わい化栽培をはじめるにあたり、苗木を植える時には3人の子どもたちも一緒に、家族総出で行ないました。長男が苗木を植えるための穴を掘り、長女がその穴に苗木を植える、当時幼稚園の末娘も幼いながらも楢木のいいつけを守り、一生懸命手伝ってくれたといいます。こうして家族一丸となって定植し、りんご専業農家としての第一歩を踏み出したのです。

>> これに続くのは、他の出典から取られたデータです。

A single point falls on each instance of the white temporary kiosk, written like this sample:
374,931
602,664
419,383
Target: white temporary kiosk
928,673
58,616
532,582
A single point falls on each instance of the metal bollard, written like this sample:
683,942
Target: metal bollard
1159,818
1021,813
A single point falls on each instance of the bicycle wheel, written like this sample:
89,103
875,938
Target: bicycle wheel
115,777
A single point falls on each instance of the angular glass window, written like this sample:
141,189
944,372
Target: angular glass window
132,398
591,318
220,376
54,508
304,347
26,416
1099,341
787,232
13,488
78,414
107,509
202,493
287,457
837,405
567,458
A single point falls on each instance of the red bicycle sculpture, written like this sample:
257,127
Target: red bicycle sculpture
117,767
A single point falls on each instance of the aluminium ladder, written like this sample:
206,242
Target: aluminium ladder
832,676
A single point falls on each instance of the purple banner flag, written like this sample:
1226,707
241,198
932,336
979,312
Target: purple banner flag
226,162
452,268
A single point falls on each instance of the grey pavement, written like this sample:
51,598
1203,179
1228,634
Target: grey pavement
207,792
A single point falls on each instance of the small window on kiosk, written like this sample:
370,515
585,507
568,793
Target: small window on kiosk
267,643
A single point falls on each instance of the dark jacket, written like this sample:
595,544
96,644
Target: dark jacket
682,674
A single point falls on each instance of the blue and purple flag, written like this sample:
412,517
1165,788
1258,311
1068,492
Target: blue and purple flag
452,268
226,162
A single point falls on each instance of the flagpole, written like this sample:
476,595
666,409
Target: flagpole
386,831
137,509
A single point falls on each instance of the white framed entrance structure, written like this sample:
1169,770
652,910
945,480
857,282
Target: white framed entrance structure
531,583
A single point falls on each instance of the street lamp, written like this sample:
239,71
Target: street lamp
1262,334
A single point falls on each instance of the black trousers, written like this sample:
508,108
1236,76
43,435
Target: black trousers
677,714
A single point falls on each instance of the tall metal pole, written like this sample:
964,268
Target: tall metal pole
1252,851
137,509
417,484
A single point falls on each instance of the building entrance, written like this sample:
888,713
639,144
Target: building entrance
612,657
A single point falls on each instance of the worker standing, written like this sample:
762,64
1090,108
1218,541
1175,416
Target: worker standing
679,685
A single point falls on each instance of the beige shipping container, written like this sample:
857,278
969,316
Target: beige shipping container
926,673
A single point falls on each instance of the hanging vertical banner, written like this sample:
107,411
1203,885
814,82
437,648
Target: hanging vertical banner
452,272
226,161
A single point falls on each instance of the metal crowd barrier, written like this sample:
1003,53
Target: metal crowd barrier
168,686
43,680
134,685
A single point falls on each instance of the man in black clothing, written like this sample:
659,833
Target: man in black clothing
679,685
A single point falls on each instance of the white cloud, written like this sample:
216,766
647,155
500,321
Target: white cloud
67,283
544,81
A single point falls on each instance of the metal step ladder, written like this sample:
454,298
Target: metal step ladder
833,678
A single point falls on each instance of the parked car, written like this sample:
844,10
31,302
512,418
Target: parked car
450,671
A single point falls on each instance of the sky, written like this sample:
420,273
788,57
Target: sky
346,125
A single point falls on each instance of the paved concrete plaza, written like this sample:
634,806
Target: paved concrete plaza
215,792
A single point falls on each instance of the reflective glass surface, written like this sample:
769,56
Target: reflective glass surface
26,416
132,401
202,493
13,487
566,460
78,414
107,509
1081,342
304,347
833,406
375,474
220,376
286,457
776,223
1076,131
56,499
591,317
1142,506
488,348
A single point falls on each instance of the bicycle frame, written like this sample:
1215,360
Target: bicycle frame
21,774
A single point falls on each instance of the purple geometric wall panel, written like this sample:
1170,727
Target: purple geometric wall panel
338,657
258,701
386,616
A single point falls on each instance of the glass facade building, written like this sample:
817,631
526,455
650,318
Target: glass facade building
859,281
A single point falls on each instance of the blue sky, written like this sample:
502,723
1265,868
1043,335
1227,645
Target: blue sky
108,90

りんごのわい化栽培は支柱が必要で苗木の本数も多く、初期費用がかかりますが、普通(丸葉)栽培よりも早く収穫できるため、定植後7~8年程で利益が出るといいます。楢木は周りに笑われてまで水田から転作したりんご畑の、まずは安定した収穫量を目指して栽培に取り組みました。今までとは少し勝手が違う栽培方法で、まだ周りにもわい化栽培をはじめた農家はほとんどありませんでしたが、これまでの経験と勘、さらには他の畑に行って教えてもらったりして栽培を続けました。その甲斐あって楢木の畑はどんどんと収穫量を上げていきました。春先に近所の店から、その年のだいたいの収穫量を想定してりんご箱を購入するのですが、想定を上回る収穫で箱が足りなくなり買いに走ることも多かったといいます。
父親、りんご生産者、それぞれの役割
苗木の定植を手伝ってくれた子どもたちの理解もあり、これまで以上に農作業に勤しむ楢木ですが、主に作業をするのは楢木と妻の二人だけ。朝早くから日が暮れるまで畑に行っているため、子どもたちの世話もろくにできないこともありました。朝ごはんも海苔と納豆くらいしか用意できず、子どもたちが自分で食べて学校に行くという時期も多かったといいます。しかし、忙しい時期には子どもたちに我慢をさせていた分、収穫が終わりひと段落した時には、家族みんなでレストランへ食事をしに行くのが約束事でした。食べきれないほどの料理を注文し、みんなで食事をするのが楽しみでした。また、毎年夏にはトラックに幌をかけて、下北半島の大間や尻屋崎、津軽半島の十三湖へキャンプに行くことも恒例行事のひとつでした。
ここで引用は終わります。